Maka terhadap seorang rawi yang telah di-tsiqah-kan oleh sepuluh orang imam, tidak tepat kalau kita katakan صَدُوْقٌ يَهِم yang menunjukkan derajat haditsnya hasan. Karena pada hafalannya terdapat ke-waham-an (keragu-raguan).
Ibnu al-Qathaan dalam kitab Bayaan al-Wahm 5/281 no. 2469 menyatakan: Ini sangat shahih… saya tidak mengetahui dalam sanad ini ‘illah.
Al-Hafizh Ibnu Hajar dalam Fathul Baari 1/334 berkata: Sanadnya Hasan.
2. hadits ‘Aisyah ;
قَالَتْ: «كَانَتْ إِحْدَانَا تَحِيضُ، ثُمَّ تَقْتَرِصُ الدَّمَ مِنْ ثَوْبِهَا عِنْدَ طُهْرِهَا، فَتَغْسِلُهُ وَتَنْضَحُ عَلَى سَائِرِهِ، ثُمَّ تُصَلِّي فِيهِ»
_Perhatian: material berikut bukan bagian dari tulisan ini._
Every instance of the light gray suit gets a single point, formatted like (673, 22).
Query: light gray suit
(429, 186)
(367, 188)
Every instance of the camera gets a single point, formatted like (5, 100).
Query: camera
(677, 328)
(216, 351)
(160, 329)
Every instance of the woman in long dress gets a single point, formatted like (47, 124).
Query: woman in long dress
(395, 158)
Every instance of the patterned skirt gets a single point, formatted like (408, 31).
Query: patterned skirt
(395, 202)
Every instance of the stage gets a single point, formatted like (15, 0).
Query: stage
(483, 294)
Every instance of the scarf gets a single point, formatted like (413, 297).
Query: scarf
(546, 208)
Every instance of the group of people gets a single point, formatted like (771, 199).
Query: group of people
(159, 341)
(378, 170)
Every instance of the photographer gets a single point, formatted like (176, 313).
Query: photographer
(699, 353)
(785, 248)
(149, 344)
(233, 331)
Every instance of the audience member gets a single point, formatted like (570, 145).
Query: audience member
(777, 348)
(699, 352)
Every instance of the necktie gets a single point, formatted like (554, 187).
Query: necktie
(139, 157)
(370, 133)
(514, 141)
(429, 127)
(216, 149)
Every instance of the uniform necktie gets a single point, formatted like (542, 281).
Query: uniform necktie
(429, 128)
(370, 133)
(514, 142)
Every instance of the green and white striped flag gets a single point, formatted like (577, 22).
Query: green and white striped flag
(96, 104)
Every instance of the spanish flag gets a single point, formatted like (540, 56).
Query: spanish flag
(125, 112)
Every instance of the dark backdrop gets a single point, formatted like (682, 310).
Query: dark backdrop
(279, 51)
Beliau berkata: Salah seorang kami dulu haidh kemudian menggosok darah dari bajunya ketika suci lalu mancucinya dan membilas seluruhnya kemudian sholat dengan memakainya.
Hadits ini di riwayatkan oleh Abdurrazaq 1/320 , al-Bukhori 308, ibnu Majah 630, Abu Dawwud 361, ad-Daarimi 1013 dan 1013 dan selain mereka.
Dalam lafazh Abi Dawud berbunyi:
مَا كَانَ لِإِحْدَانَا إِلَّا ثَوْبٌ وَاحِدٌ تَحِيضُ فِيهِ، فَإِنْ أَصَابَهُ شَيْءٌ مِنْ دَمٍ بَلَّتْهُ بِرِيقِهَا، ثُمَّ قَصَعَتْهُ بِرِيقِهَا»
Salah seorangdari kami tidak memiliki kecuali satu baju yang digunakan pada waktu haidh, apabila terkena darah haidh maka dia membasahinya dengan air kemudian menggosoknya dengan airnya.
Syarah kosa Kata
- (فِيْ دَمِّ الْحَيْضِ) : Haidh adalah darah alami yang biasa datang pada wanita di waktu-waktu yang tertentu dan biasa ketika mancapai usia baligh dan subur.
- (تَحُتُّهُ) : menggosok dan mengupas dengan ujung batu atau kayu. Ada dalam lafazh ibnu Khuzaimah : «فحكيه ثم اقرصيه بالماء» ، وفي لفظ: «فَلْتَحُكَّهُ»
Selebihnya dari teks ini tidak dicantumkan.